Lessons Learned at Abstractions 2019
Two weeks into the job, my new employer sent me and a dozen other engineers, qa’s, and designers to Abstractions 2019, a cross-discipline software conference in Pittsburgh, PA. Headlining the group of speakers was the YouTuber and creater Simone Gertz, Chris Coyier of CodePen and CSS-Tricks, and Guillermo Rauch of Zeit.
I took down some notes for my team and me to reference after the event. If I have time, I’ll add more details including speakers, videos, and links. Until then, enjoy this for what it is!
Your Work Has Moral Implications #
Tech has great power and great responsibility. Ensure that your team has a policy in place and make plans to protect yourself from moral crises.
How to Build a Community from Scratch #
Find a consistent schedule to hold interesting meetings in an intimate environment.
Deep Learning for Developers #
The barrier to entry for machine learning is lower than ever. Check it out!
- IBM Max
Building Accessibility Together #
Every team should plan and work with accessibility in mind. Stick to best practices in design, markup, and scripting to help insure that products work well for everyone.
Software for people who don’t want it #
Consider the end user when making all software decisions. Strive for an application that is as accessible and usable as possible.
Programming Productivity #
Practical Open Source Security #
Use available tools like npm audit to scan your dependencies regularly. Make it part of the regular code reviews and automate the process as much as possible.
Those Who Can Do Should Also Teach #
Teaching is a great way to reinforce your knowledge, and help people. Prepare your students for the challenges of learning something new and how to work through them. Teach targetted interactive lessons in 10-15 minute bursts.
Mentoring the Way to a More Inclusive Workplace #
The tenants of good mentorship align with those of an inclusive workplace. List realistic criteria on job postings and provide specific constructive feedback throughout the hiring process. Have clear and structured onboarding, learning groups, and formalized mentorship/sponsorship. Don’t forget: mentorship is a learned skill that must be honed.
Readability & Web #
Reading is a complex cognitive task. Around 10% of the global population has some degree of dyslexia. Improving readability for users with dyslexia helps everyone. Readability is about anything communicating meaningful information, including icons.
Fours C’s of readability
- Continuity: reputation of the information until the endpoint
- Conspicuity: beating easily seen or noticeable
- Consistency: keeping the same wording along the way
- Clarity: the message need to be clearly understandable
Building Afghanistan 2.0 with #AfghanGirlsCode #
An Unforgettable Developer Experience #
Everything we do is for the human being on the other side. There is a lot of value from making things more accessible. Make the process work for both novices and experts.
Humane Design Patterns #
Considering the well-being of the user in your designs. Habit-forming products and sticky experiences might be bad for the people using them. Instead, align human goals and tech goals.
- Abstract on Netflix
- Humane by Design
Pedagogy in Pairing #
Scope the activity so that it lends itself to joint productive activity. Remove all distractions during the session (e.g. phones). Point to the source of information; don’t spoon feed. Ground your activity in areas that your partner already understands.
Accessibility as a Bridge Between Designers and Engineers #
We can communicate effectively only by speaking the same language: developers must understand design, and vice versa.
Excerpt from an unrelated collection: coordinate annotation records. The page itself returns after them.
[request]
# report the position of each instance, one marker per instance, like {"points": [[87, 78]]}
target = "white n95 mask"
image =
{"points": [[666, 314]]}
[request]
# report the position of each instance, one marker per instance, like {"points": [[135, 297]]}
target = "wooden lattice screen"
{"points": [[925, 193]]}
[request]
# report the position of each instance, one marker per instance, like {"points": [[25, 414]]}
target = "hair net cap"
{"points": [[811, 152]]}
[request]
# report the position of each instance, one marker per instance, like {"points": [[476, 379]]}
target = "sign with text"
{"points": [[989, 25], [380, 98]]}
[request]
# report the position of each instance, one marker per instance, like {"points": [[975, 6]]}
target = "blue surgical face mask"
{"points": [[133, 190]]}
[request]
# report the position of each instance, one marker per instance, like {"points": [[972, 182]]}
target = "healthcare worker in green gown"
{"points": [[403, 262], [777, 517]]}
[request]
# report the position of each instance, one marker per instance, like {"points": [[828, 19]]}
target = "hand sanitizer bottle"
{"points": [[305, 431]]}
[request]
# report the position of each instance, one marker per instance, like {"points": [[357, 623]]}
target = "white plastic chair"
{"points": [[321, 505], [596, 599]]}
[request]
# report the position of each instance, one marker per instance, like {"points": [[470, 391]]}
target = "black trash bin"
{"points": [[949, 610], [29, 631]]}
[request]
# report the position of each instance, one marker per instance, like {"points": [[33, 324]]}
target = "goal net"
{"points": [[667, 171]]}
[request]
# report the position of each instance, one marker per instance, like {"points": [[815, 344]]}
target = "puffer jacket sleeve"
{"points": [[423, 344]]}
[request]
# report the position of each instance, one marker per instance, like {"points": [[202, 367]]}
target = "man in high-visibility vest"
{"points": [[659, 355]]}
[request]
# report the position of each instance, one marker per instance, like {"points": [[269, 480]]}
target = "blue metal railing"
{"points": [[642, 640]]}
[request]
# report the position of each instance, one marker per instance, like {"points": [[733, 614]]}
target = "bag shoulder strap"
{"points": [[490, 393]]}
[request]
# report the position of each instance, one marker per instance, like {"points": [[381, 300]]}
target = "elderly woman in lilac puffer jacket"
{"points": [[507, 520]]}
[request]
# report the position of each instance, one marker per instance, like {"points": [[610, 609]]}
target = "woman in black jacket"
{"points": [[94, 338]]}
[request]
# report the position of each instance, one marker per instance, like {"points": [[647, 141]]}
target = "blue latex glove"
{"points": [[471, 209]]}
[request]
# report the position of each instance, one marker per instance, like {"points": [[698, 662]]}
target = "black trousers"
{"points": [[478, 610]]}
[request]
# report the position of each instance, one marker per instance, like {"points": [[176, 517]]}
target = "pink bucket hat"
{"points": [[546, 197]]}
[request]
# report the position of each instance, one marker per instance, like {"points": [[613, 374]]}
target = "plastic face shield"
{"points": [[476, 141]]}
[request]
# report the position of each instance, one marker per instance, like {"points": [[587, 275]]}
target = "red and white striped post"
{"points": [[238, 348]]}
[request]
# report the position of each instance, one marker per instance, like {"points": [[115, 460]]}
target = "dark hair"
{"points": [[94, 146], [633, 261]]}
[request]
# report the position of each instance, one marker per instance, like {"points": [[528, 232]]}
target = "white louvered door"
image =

Collaboration is key to an accessible product.
- Accessibility Insights for Web
- Vox Accessibility Guidelines
Teaching High School Computer Science #
There are differences between teaching high schoolers and junior developers, but there are also a lot of similarities. Try to direct the student towards self discovery. Help work them through failures with learning in mind. GitHub pages provided a great experience with quick feedback.
- Pitt TLI Summer Program
Oops I Guess We’re Full-stack Developers Now #
Certain tasks have shifted from the backend of the application to the front. There is a divide between frontend developers who focus on the front of the frontend and those who focus on the back.
Building UX Teams #
Managers empower the team to realize its full potential. People have different skills, can work together, can learn, and can teach.